В этой сцене, которую невозможно себе представить, которая
проигрывается снова в ту ночь, когда ты впервые ложишься с Алисой, сестрой
помощника твоего партнера по теннису в Эксим-банке, и все девять месяцев последующей
совместной жизни не было больше такого яркого момента. Потом ты удивлялся,
почему так много времени ушло, чтобы понять недостаток Алисы, это легкое
несовершенство. Наверное, тебя что-то отвлекло. Столько надо было делать
работы, когда слияния и приобретения сменялись банкротствами и распадами — и
столько еще надо было увидеть.
Здесь, в кабинке N7, она принадлежит тебе, а ты ей. Она
глядит на тебя с пульсирующего экрана, облизывает жадные губы и улыбается
непреходящей улыбкой. "Да, да… да!" Улыбается на кровати, на диване и
на софе, в шезлонге, на ковре, на паркете, на кухонном столе, на газоне, на
опавших листьях, на песке пустыни, даже на асфальте дворовой баскетбольной
площадки.
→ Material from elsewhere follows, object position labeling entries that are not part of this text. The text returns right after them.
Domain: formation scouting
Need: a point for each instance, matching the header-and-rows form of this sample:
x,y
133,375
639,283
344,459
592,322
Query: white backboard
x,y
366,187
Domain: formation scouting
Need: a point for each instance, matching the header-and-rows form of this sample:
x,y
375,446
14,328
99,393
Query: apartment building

В машине на переднем и заднем сиденье. В кузове пикапа, в кабине трейлера,
в желобе бетономешалки. В бассейне, в джакузи, в ванне, в потоке, в прибое. Под
душем и даже — однажды — под струей мочи. "Да, да… да!" Улыбается,
когда с ней творят подвиги и когда творит она, когда соски, члены и вульвы
лезут ей в рот, захватываются ее руками, когда плеть ложится ей поперек спины и
ягодиц, когда ползет по ней вниз и вверх вереница жадных поцелуев, мокрые
красные языки лижут и шлепают, и рапидом идут кадры оргазма, чаще всего дающие
ее лицо, но конечно, много раз и груди, и столько раз — живот, облитый сутью ее
почитателей.
С улыбкой. Всегда с улыбкой.
"Да, да… да!"
Делакорт вынимает из кармана еще один четвертак. Телемонитор
в дюймах от его лица застилает белым шумом, поглощающим звук из соседней
кабинки хаос приглушенных стонов и тоненький голос, объявляющий "Кончаю,
кончаю…", а на экране мигает приглашение Делакорту опустить еще четвертак.
Однажды, заинтересовавшись, что достается ему за этот четвертак, Делакорт засек
время, сколько крутится лента. Жест бессмысленный — и кабинках нет инфляционной
спирали, и экстаз достается ему сейчас так же дешево, как и тогда. По спирали
шел сам экстаз, выходя из тьмы, с зернистых роликов ленты, из того, что
называется порнографией, переходя в нечто новое, что называется развлечением
для взрослых. Из его походов возникал новый экстаз, странно очищенный и
санированный, яркие сияющие моменты оргазмической экзальтации видеолент,
созданные камерами, которые суются всюду и отовсюду подглядывают. Мир, в
котором любовники, точнее сказать, трахари, занимаются безопасным сексом и не
проявляют насилия. Мир, который могут наблюдать друзья, любовники, даже муж и
жена. Мир, где видение может восстать из тени и выйти на свет.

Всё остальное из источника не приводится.